Puedes emplear el sistema de percusion que golpea mientras la broca esta girando, o bien utilizar otros taladros que solo actuan como percutores y no giran.


----------



## DOSMETROS (May 11, 2010)

Creo que un solenoide largo ( 40 cm.) de corriente contínua impulsando una masa importante sería efectivo.

La imagen va en parte en serio , en parte no .









Saludos !


----------



## fernandob (May 11, 2010)

hola , yo de curioso nomas, por que no creo poder aportar nada, pero:
piden "golpear" a la estructura.
es asi ?? o es en sentido figurado ??

por que al golpear la dañan .

al principio pense yo al leer esto de hacer vibrar una estructira a una freciencia, como si fuese una onda......me parecia loco .
y luego pense que a veces cuando viajo en el colectivo (bus) veo vibrar a todo el (pasamanos, caños , etc) a una frecuencia rapida.

no es similar y quizas mas viable en vez de golpear el *adosar *de algun modo el motor o el mecanismo que genere la vibracion.??

o no se logra el mismo objetivo ??


----------



## fj87 (May 15, 2010)

fernandob, la opción de adosar algo a la estructura tipo motor o mecanismo genera una vibración en una frecuencia determinada, por lo que habria que realizar un barrido frecuencial, que en mi caso, dadas las limitaciones no puedo realizar. El hecho de "golpear" a la estructura genera algo así como un escalón al sistema (la estructura) que activa los diferente modos de vibración de la misma.

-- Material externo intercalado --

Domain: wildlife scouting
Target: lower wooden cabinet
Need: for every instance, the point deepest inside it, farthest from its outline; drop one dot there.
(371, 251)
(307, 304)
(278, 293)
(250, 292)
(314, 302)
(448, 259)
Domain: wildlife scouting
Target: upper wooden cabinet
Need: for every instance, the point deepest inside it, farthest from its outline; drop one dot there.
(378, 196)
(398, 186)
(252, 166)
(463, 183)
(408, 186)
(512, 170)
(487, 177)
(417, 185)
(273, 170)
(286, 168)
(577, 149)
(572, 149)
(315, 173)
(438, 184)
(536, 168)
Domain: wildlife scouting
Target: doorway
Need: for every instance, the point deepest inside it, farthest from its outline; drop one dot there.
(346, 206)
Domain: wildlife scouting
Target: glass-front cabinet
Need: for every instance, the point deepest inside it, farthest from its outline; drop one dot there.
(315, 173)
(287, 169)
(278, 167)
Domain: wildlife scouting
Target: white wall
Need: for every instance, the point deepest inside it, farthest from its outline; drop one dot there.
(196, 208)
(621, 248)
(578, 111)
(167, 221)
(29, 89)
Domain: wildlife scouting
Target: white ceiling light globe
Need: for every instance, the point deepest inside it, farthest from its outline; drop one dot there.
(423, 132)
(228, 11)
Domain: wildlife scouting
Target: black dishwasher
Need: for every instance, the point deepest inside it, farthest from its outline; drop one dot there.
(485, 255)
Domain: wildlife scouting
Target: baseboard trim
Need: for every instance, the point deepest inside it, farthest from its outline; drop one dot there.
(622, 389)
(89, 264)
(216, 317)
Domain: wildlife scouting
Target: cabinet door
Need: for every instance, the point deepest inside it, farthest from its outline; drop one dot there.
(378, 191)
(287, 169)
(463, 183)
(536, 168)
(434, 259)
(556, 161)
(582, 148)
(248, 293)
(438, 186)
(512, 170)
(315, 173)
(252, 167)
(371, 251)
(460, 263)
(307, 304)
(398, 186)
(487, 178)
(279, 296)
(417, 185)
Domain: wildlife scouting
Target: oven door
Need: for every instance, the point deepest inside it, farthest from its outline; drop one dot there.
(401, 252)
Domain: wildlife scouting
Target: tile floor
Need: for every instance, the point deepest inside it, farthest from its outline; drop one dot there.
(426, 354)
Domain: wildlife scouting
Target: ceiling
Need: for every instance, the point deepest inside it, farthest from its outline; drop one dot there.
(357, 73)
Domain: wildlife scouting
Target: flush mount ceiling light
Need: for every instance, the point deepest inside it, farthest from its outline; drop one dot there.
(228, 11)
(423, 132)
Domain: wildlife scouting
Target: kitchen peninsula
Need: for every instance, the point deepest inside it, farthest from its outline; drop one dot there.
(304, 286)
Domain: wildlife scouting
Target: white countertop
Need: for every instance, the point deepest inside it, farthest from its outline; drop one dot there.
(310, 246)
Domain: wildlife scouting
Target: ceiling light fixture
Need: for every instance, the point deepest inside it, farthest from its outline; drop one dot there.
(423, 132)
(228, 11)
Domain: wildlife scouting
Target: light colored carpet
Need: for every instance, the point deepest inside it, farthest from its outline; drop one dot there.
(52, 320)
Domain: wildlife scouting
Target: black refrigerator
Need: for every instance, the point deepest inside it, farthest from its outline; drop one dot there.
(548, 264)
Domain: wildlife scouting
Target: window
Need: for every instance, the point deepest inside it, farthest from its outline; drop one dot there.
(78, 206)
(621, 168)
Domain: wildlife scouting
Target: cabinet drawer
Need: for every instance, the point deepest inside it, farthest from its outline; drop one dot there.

He elaborado una "solución" temporal a falta de aumentar la carga del impacto. He empleado un solenoide que al actuar sobre él, comprime un resorte y al cortar la alimentación se produce el impacto.


----------



## golumx (May 22, 2010)

Si lo que quieres es controlar la vibracion la opcion mas simple y barata  es un taladro-percutor con velocidad variable que controlas desde el ordenador, para tener un control total tendrias que tener una IMU (o varias) para monitorizar la vibracion de la estructura y con un par de encoders controlar y monitorizar la velocidad de giro del motor y la frecuencia de percusion. Si lo haces con solenoides busca en doctor google Coil-gun y cañon de Gauss, pero creo que el consumo seria mucho mas elevado, ademas de costoso ya que tendrias que tener una etapa de condensadores de gran capacidad y voltaje, con una gran etapa para  cargar estos condensadores tan rapido como sea la frecuencia de disparo, pero tiene la ventaja de que controlando la capacidad de carga de estos cebadores tambien controlas la catidad de energia comunicada a la estructura pero el sistema se complicaria bastante.


----------